Perhaps I'm just heartless, but my response to him and anyone else sharing his point of view is that if you are reading this, chances are you are a bona fide member of the lucky sperm club. You are probably living in a "first world" country - likely the USA - and have received a solid education (even if it did come from a state school). Your country - while certainly not perfect - is not being pulled apart by the turmoil of civil war, or famine, or plague. You can probably feed yourself, and your family. Afford to clothe them, house them. Take vacations. Maybe have a shore house.
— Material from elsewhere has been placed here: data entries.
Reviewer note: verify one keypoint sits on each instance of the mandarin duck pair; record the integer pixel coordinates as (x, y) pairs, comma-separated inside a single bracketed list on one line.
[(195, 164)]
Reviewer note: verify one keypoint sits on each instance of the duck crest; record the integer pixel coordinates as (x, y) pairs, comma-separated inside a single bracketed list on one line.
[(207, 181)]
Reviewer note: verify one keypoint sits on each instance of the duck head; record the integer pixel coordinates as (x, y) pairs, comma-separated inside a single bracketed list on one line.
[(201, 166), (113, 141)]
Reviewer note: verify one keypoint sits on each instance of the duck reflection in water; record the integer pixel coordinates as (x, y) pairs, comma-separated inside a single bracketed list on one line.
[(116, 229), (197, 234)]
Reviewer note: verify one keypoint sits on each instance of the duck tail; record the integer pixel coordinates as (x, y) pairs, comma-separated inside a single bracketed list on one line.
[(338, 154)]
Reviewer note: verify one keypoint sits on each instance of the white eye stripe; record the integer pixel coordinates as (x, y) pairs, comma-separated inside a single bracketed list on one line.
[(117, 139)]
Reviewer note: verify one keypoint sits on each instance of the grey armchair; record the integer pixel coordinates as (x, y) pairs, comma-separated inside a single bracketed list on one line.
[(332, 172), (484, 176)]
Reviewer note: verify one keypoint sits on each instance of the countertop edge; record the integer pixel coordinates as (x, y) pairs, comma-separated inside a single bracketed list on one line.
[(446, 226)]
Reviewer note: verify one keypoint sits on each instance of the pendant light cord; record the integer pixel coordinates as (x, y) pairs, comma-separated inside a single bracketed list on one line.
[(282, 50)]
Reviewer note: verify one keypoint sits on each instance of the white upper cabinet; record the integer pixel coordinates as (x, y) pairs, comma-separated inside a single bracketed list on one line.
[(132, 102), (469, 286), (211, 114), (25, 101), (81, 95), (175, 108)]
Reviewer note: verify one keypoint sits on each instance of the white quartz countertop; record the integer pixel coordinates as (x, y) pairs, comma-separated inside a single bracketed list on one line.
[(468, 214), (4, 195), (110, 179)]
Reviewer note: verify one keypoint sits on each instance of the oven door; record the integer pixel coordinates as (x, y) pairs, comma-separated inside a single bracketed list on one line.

Are there people luckier than you? Yes. Are there far more people in the world less lucky? Why don't you look around and see for yourself, and then thank God...or whoever you believe in thanking?



So I've started an endless and eclectic list of "Thank Yous" that begins something like this: Thank You to the Universe that I finally got to see Tivoli decorated for Christmas. It was every bit as enchanting as I imagined - I envision bringing my niece and nephews here someday! Thank you Stacey for giving me my pink slip at The Barnes - I'd be sitting at my desk now otherwise still dreaming of this journey. Thank you John for teaching me the importance of living each and every day. Thank you Mom and Dad for giving me the opportunities that allow me to be here today. Thank you Alice for Megan, David and Matthew. Thank you Chuck for more than just memories. Thank you Marc for the steadfast support. Thank you Sarah for leaving comments on nearly all of my posts - it's been so nice knowing someone was out there reading! Thank you to each of you who has read this blog and taken the time to give me encouragement. You may not realize how much it has meant, but I've been so grateful. Thank you dp - I can always depend on you, you enabler!


And so it goes, on and on, my list. Not usually recorded on a blog, but recited in my head as I walk down unfamiliar streets, or take in wonderous new surroundings. I light candles in churches in gratitude - even though I'm not a Catholic. Sometimes, I drop a note, a card, an email - I even pick up the phone and call occasionally and say "thank you" in person. Or bow my head in prayer.

So why not try it yourself? You have nothing to lose and everything to gain.


To all of you, my Friends, thank you.

Comments

Anonymous said…
I am thankful for your posted Christmas Card. When it arrived this morning I thought "She's back!". Then I spotted the notation LUFTPOST and wondered "Is that in Old City?". I have since figured it out, but now can't get the song "99 Luftballons" out of my head. (Nena always hated me because I insisted it was 'balloons'. A most unpleasant young girl - but she did go to Senior Prom with me, so that's something I guess.)
Anonymous said…
Hi Lily, I don't know you, but I have a thank you to add: thank you for this post! I shed tears earlier tonight over some things in life that I may never have, yet long for so deeply. I realize that a mindset of gratitute would help take my focus off the pain. Your post reinforced that and reminded me to be thankful for the abundant blessings that I DO have. God bless you.